Adenosine is an endogenous nucleoside occurring in all cells of the body. Adenosine is not chemically related to other antiarrhythmic drugs. Adenocard® (adenosine injection) is a sterile, nonpyrogenic solution for rapid bolus intravenous injection.
Mechanism of Action
Adenocard (adenosine injection) slows conduction time through the A-V node, can interrupt the reentry pathways through the A-V node, and can restore normal sinus rhythm in patients with paroxysmal supraventricular tachycardia (PSVT), including PSVT associated with Wolff- Parkinson-White Syndrome. Adenocard is antagonized competitively by methylxanthines such as caffeine and theophylline, and potentiated by blockers of nucleoside transport such as dipyridamole. Adenocard is not blocked by atropine.
The intravenous bolus dose of 6 or 12 mg Adenocard (adenosine injection) usually has no systemic hemodynamic effects. When larger doses are given by infusion, adenosine decreases blood pressure by decreasing peripheral resistance.
Intravenously administered adenosine is rapidly cleared from the circulation via cellular uptake, primarily by erythrocytes and vascular endothelial cells. This process involves a specific transmembrane nucleoside carrier system that is reversible, nonconcentrative, and bidirectionally symmetrical. Intracellular adenosine is rapidly metabolized either via phosphorylation to adenosine monophosphate by adenosine kinase, or via deamination to inosine by adenosine deaminase in the cytosol. Since adenosine kinase has a lower Km and Vmax than adenosine deaminase, deamination plays a significant role only when cytosolic adenosine saturates the phosphorylation pathway. Inosine formed by deamination of adenosine can leave the cell intact or can be degraded to hypoxanthine, xanthine, and ultimately uric acid. Adenosine monophosphate formed by phosphorylation of adenosine is incorporated into the high-energy phosphate pool. While extracellular adenosine is primarily cleared by cellular uptake with a half-life of less than 10 seconds in whole blood, excessive amounts may be deaminated by an ecto-form of adenosine deaminase. As Adenocard requires no hepatic or renal function for its activation or inactivation, hepatic and renal failure would not be expected to alter its effectiveness or tolerability.
INDICATIONS AND USAGE:
Intravenous Adenocard (adenosine injection) is indicated for the following:
Conversion to sinus rhythm of paroxysmal supraventricular tachycardia (PSVT), including that associated with accessory bypass tracts (Wolff-Parkinson-White Syndrome). When clinically advisable, appropriate vagal maneuvers (e.g., Valsalva maneuver), should be attempted prior to Adenocard administration.
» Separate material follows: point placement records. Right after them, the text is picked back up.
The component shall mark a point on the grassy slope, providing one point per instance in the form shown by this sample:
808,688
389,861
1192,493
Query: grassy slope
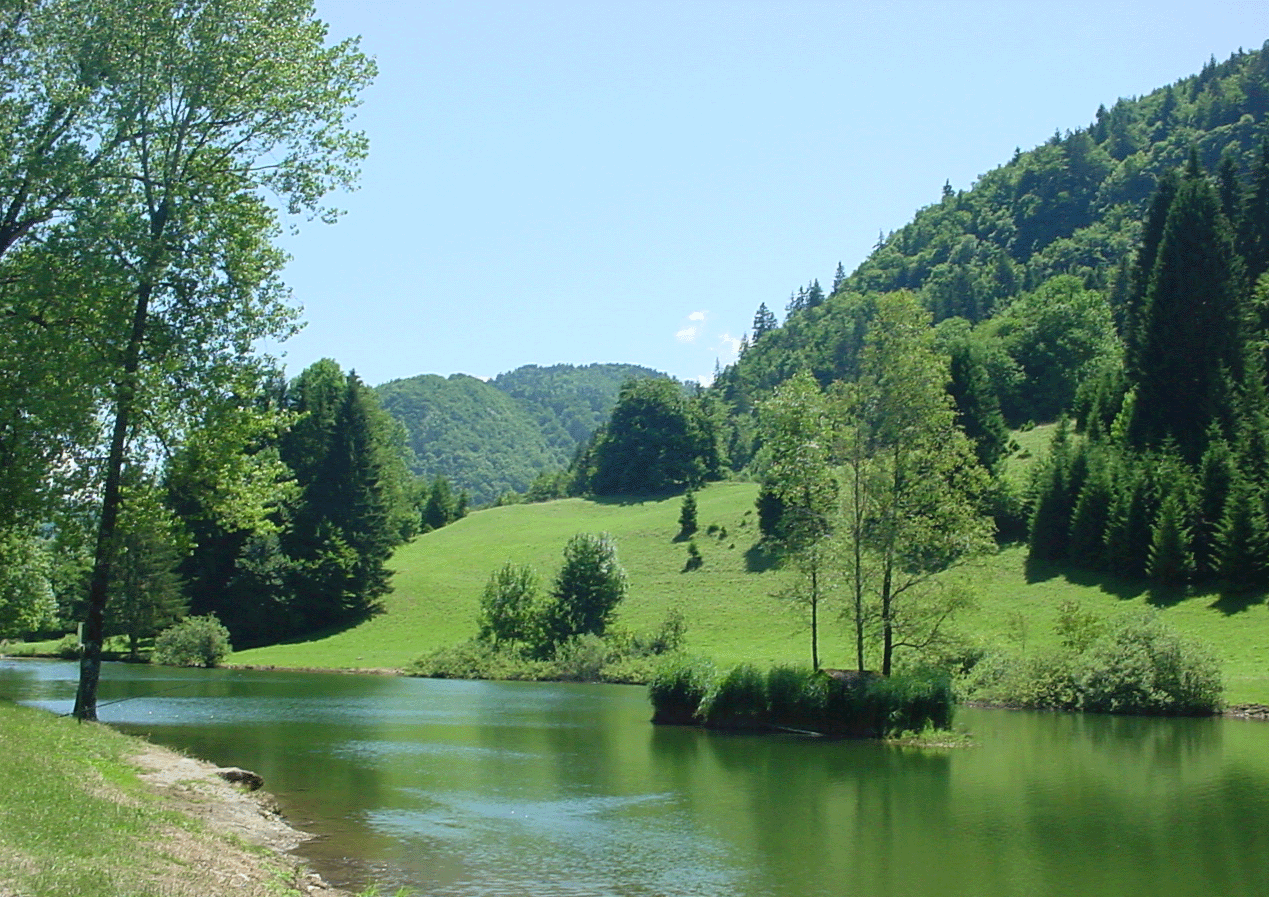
732,613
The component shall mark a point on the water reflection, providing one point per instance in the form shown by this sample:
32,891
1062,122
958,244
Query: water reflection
482,788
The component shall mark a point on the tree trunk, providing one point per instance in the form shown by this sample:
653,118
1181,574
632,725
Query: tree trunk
99,586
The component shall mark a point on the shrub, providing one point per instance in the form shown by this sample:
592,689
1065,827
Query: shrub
678,688
581,659
736,700
796,695
196,641
1141,666
1135,665
911,702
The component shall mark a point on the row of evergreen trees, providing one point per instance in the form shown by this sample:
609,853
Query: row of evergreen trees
1171,476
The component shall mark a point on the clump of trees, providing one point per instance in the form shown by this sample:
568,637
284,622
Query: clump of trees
657,439
560,635
583,599
147,149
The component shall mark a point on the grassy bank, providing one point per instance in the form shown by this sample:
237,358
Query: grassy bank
76,821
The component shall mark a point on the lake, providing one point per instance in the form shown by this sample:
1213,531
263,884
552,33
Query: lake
515,788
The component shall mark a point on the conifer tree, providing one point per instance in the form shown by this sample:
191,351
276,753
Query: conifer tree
1254,222
764,322
1170,561
1216,476
1090,514
1192,338
1242,537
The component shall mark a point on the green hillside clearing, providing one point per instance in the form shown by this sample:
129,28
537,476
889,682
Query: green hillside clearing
730,603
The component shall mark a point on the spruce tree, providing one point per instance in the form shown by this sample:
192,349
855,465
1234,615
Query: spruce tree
1216,476
764,322
1242,537
1090,514
1169,561
1254,221
1192,336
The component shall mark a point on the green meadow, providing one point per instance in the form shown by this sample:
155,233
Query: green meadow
731,604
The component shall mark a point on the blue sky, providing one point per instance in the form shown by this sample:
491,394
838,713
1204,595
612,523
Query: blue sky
626,182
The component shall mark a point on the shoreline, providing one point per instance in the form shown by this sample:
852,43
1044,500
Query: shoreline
241,824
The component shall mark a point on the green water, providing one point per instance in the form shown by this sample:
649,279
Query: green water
504,788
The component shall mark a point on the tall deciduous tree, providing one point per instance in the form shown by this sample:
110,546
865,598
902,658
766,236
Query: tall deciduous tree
914,489
1193,325
217,107
797,430
586,591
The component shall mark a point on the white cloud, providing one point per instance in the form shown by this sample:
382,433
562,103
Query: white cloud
730,347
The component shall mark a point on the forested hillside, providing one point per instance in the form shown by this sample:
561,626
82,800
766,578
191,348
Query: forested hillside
1071,207
1114,275
496,437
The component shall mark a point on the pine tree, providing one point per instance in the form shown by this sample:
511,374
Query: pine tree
1216,476
1090,514
764,322
839,277
1242,537
1192,338
688,514
1254,221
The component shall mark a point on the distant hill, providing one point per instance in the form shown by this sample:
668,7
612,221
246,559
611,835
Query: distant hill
1071,206
495,437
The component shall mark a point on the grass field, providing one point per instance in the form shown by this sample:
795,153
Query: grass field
731,604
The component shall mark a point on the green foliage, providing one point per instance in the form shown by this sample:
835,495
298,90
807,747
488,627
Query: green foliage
1131,665
506,608
688,514
677,689
655,440
800,698
736,699
1058,335
499,437
196,641
27,599
585,595
1141,666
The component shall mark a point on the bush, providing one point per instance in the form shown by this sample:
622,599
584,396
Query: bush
196,641
1135,665
736,700
796,697
678,688
581,659
911,702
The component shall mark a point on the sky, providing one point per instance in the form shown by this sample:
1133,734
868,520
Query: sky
624,182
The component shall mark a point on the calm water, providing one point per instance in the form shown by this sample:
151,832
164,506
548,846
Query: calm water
504,788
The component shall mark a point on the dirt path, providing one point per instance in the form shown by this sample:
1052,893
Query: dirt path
225,855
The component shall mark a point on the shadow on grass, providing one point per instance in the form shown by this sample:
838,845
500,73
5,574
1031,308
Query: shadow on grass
1227,600
628,500
316,635
1124,588
1236,600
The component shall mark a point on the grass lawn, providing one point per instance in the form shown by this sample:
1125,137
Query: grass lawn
731,604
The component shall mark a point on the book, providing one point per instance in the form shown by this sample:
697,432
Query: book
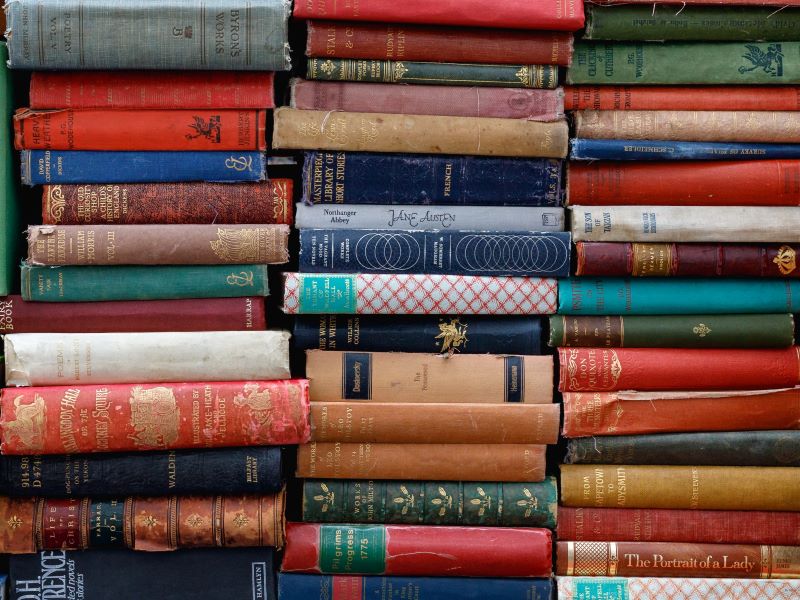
690,487
368,178
417,550
445,100
82,167
673,331
420,134
231,471
116,418
438,252
756,63
201,314
644,369
152,524
168,203
307,293
422,462
171,35
529,504
84,358
411,377
621,413
157,244
445,334
668,559
137,282
392,41
152,89
407,217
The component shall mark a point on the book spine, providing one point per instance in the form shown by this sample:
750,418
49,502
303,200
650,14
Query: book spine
450,423
306,293
653,559
365,178
173,203
157,244
396,377
608,413
113,418
230,471
431,503
437,252
165,282
416,218
153,36
62,167
151,524
688,487
664,525
462,334
673,331
39,358
303,129
202,314
395,550
153,90
422,462
723,63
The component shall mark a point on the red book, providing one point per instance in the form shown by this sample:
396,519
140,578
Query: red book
707,183
417,550
561,15
205,314
152,89
393,41
611,369
667,525
166,416
106,129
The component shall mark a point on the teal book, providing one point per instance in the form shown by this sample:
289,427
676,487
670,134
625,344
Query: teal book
95,284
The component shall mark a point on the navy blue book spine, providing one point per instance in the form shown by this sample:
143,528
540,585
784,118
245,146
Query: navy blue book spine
371,178
73,166
227,471
464,334
486,253
585,149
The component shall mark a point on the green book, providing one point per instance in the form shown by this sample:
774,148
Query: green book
704,23
94,284
685,63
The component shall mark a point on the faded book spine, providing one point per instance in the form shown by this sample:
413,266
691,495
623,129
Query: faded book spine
421,134
114,418
151,524
84,358
172,203
433,378
531,504
157,244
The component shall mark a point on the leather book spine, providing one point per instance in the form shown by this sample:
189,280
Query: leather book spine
113,418
686,487
417,550
170,203
422,462
152,90
431,503
400,377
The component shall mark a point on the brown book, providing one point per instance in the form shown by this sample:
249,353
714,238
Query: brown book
418,377
423,462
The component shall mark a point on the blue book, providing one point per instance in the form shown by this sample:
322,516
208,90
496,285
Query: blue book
372,178
73,166
583,149
321,587
435,252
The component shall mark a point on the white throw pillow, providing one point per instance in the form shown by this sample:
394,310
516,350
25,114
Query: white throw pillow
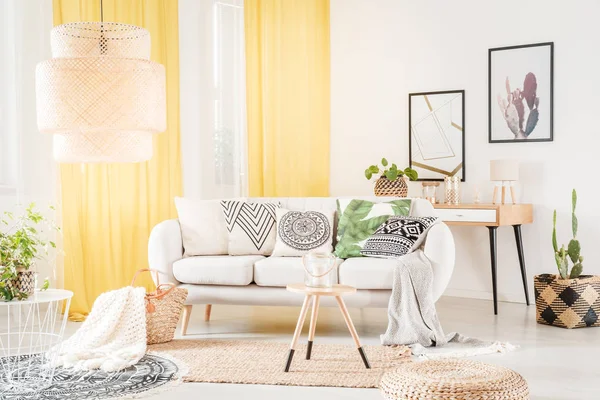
299,232
251,227
203,227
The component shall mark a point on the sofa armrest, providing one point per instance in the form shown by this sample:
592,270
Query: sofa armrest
439,249
165,246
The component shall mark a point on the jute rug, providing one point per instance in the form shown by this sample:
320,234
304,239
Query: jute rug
262,362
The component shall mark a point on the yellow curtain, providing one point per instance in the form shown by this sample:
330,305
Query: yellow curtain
287,95
108,210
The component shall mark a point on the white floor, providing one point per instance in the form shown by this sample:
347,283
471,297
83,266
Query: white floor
557,363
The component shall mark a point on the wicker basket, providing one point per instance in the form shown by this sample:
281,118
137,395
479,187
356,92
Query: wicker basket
453,379
163,309
395,188
567,303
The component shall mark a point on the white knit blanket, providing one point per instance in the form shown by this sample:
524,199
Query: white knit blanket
113,337
413,319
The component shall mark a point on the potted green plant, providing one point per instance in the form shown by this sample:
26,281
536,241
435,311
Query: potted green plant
22,242
391,180
569,299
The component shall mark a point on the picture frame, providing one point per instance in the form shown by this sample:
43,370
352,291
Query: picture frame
436,126
521,93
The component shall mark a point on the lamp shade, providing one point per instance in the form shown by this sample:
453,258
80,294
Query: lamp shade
504,170
100,94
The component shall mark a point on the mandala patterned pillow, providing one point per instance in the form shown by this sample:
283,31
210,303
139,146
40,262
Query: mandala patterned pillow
398,236
359,219
251,227
300,232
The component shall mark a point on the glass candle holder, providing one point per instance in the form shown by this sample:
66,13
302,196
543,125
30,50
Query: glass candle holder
452,189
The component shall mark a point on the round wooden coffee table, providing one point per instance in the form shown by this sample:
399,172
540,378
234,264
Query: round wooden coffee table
315,294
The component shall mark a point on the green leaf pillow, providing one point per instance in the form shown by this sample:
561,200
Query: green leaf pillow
359,219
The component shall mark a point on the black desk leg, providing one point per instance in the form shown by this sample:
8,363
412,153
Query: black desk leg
519,240
493,241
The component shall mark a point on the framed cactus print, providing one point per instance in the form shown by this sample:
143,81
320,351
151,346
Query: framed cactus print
520,93
436,123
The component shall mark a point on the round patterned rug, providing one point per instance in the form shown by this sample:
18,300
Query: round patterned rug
150,373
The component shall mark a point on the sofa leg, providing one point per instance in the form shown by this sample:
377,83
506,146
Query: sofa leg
207,311
187,311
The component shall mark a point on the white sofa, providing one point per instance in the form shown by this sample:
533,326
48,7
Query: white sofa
259,280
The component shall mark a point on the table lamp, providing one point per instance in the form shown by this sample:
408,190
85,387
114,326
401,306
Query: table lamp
504,173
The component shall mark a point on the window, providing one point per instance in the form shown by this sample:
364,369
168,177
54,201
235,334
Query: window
229,73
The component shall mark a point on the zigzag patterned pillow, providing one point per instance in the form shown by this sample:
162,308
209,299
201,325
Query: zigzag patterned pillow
251,227
398,236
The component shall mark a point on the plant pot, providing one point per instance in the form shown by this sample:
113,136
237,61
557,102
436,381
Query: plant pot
24,282
396,188
567,303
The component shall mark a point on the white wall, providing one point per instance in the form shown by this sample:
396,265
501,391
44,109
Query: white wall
36,175
381,50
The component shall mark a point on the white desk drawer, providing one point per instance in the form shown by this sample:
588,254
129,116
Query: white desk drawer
466,215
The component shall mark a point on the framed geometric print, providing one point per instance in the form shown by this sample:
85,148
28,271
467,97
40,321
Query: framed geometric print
437,134
520,93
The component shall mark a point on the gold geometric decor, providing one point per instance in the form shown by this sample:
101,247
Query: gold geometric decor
437,134
100,94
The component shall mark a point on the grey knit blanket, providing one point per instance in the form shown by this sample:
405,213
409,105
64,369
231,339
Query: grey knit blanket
413,320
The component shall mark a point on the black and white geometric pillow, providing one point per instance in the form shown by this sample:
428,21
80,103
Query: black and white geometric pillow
251,227
299,232
398,236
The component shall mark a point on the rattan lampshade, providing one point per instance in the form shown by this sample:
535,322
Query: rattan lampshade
100,94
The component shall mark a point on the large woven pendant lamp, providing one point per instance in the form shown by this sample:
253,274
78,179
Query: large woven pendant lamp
100,95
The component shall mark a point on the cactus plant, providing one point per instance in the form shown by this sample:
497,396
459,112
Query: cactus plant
572,252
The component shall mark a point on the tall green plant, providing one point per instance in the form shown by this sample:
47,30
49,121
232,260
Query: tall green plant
392,172
573,250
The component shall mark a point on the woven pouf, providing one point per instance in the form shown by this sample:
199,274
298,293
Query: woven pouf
453,379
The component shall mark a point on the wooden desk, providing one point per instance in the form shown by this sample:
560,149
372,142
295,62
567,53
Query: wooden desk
492,216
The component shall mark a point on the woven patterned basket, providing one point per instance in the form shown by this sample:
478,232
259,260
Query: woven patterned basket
453,379
396,188
24,282
567,303
163,309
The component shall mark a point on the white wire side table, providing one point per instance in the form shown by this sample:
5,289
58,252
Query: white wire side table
31,332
It is important to be sure the Adenocard solution actually reaches the systemic circulation (see DOSAGE AND ADMINISTRATION).
Adenocard does not convert atrial flutter, atrial fibrillation, or ventricular tachycardia to normal sinus rhythm. In the presence of atrial flutter or atrial fibrillation, a transient modest slowing of ventricular response may occur immediately following Adenocard administration.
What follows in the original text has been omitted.